Year Released: 1983
Notable Songs: “Girls Just Wanna Have Fun”, “Time After Time”, “She Bop”, “All Through the Night” “Money Changes Everything”
Album MVP: “Girls Just Wanna Have Fun”
Why I Loved It: Cyndi Lauper is the Gwen Stefani of the 80’s — only far, far better. Whether they were happy-go-lucky jams like “Girls Just Wanna Have Fun”, “She Bop” or “Money Changes Everything” of emotional ballads like “Time After Time” and “All Through the Night”, Lauper not only dominated the mid-80s with this debut album but really set the standard for female pop (with a touch of new wave) music, and no I didn’t forget about Madonna either. Lauper may have been a little wacko, but she was the perfect kind of wacko. It’s just the industry needed back then.

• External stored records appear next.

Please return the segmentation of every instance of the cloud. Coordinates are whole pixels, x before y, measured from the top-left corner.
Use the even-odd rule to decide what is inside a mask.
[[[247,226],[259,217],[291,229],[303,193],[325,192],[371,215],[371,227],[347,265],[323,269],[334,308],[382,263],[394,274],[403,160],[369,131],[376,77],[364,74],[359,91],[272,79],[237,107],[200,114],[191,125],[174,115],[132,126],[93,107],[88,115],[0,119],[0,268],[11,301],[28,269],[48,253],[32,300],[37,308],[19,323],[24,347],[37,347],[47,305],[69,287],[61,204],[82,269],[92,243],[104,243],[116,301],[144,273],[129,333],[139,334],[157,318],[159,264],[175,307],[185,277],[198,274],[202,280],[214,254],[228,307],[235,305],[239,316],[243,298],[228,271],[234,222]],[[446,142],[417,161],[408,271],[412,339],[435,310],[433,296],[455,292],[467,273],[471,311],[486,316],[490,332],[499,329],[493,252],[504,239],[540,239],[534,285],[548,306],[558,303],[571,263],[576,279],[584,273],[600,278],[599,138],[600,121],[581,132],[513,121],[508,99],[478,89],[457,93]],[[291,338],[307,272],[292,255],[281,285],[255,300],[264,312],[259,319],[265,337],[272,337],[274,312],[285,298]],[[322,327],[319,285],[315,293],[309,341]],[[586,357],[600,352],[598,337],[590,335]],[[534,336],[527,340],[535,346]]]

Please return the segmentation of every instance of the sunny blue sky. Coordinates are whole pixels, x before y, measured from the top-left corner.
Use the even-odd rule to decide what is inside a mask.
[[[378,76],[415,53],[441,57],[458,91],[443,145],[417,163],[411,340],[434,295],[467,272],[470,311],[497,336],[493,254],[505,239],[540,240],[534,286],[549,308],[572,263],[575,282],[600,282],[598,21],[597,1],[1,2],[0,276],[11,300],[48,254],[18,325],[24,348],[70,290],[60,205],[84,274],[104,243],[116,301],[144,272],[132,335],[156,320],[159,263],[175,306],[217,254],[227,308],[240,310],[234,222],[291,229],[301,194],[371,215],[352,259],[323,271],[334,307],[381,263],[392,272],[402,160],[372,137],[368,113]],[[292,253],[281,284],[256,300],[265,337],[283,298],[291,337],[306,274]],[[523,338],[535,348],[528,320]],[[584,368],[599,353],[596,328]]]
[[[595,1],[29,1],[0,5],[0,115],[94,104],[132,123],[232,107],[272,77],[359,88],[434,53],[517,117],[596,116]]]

More importantly, her tunes on She’s So Unusual are so compelling and have stood the test of time more than three full decades later.
“Girls Just Want to Have Fun” is not just a pop classic but started to build a bridge between entertainment and professional wrestling — another story for another time. “Time After Time” for my money is Lauper’s crowning achievement and a timeless classic. While it wasn’t a commercial giant, “All Through The Night” demonstrated Lauper’s underrated vocals while “She Bop” discreetly paid homage to female masturbation. This album had freegin everything. I loved it!
Commercial Success: Lauper’s debut album was her career-best both critically and commercially. She’s So Unusual never reached number-on the Billboard Top 200, it peaked at four — but stayed on the top 40 charts for an incredible 65 weeks. It would finish 1984 ranked 11th on the year-end Billboard Top 200 and 29th in 1985. Lauper also made history here, becoming the first female to have four top five Billboard Hot 100 singles on one album. “Time After Time” would become Lauper’s first Billboard Hot 100 number-one hit, spending two weeks on top. “Girls Just Wanna Have Fun” was her first single and peaked at two. “She Bop” rose as high as three on the charts while “All Through The Night” reached four. “Money Changes Everything” was her fifth-charting single but stalled out at No. 27. She’s So Unusual would go on to receive several Grammy nominations, including both Album and Record of the Year. Neither won but Lauper did win the Grammy for Best New Artist. The album to date has sold more than 12 million copies worldwide, including over six million in the United States.
Fun Facts: From Songfacts.com regarding “She Bop”, which in the interest of complete honesty I wasn’t completely sure of until doing the research for this countdown: “This song is about masturbation: “They say that if I do it I’m going to go blind…,” “I can’t stop messin’ with the danger zone.” The video takes place in some kind of dystopian future where everyone conforms. It opens the “Burger Klone,” where smiling, lobotomized customers get their meals. Lauper finds herself a bad boy with a motorcylce and rides off in an animated landscape (a coy reference to the song’s meaning: when they stop a a gas station marked “self service”). By the end of the video, she has apparently gone blind.Lauper wanted kids to think this was about dancing. She was hoping they wouldn’t understand the real meaning until they got older. Lauper was an unlikely target for the Parents Music Resource Center (PMRC), but the group included “She Bop” on their 1985 list of the “Filthy 15” songs they found most objectionable. Since the PMRC was made up of the wives of lawmakers, they were able to force a senate hearing in their efforts to establish a rating system for music akin to what is used for movies. In the end, they got warning stickers placed on albums with explicit lyrics. These stickers generally helped sales of other “Filthy 15” members (Judas Priest, Prince and Twisted Sister among them), but an artist like Lauper was more likely to leave off a song that could get an album stickered, as it could hurt sales. A song like “She Bop” may not have made the cut once this system went in place.”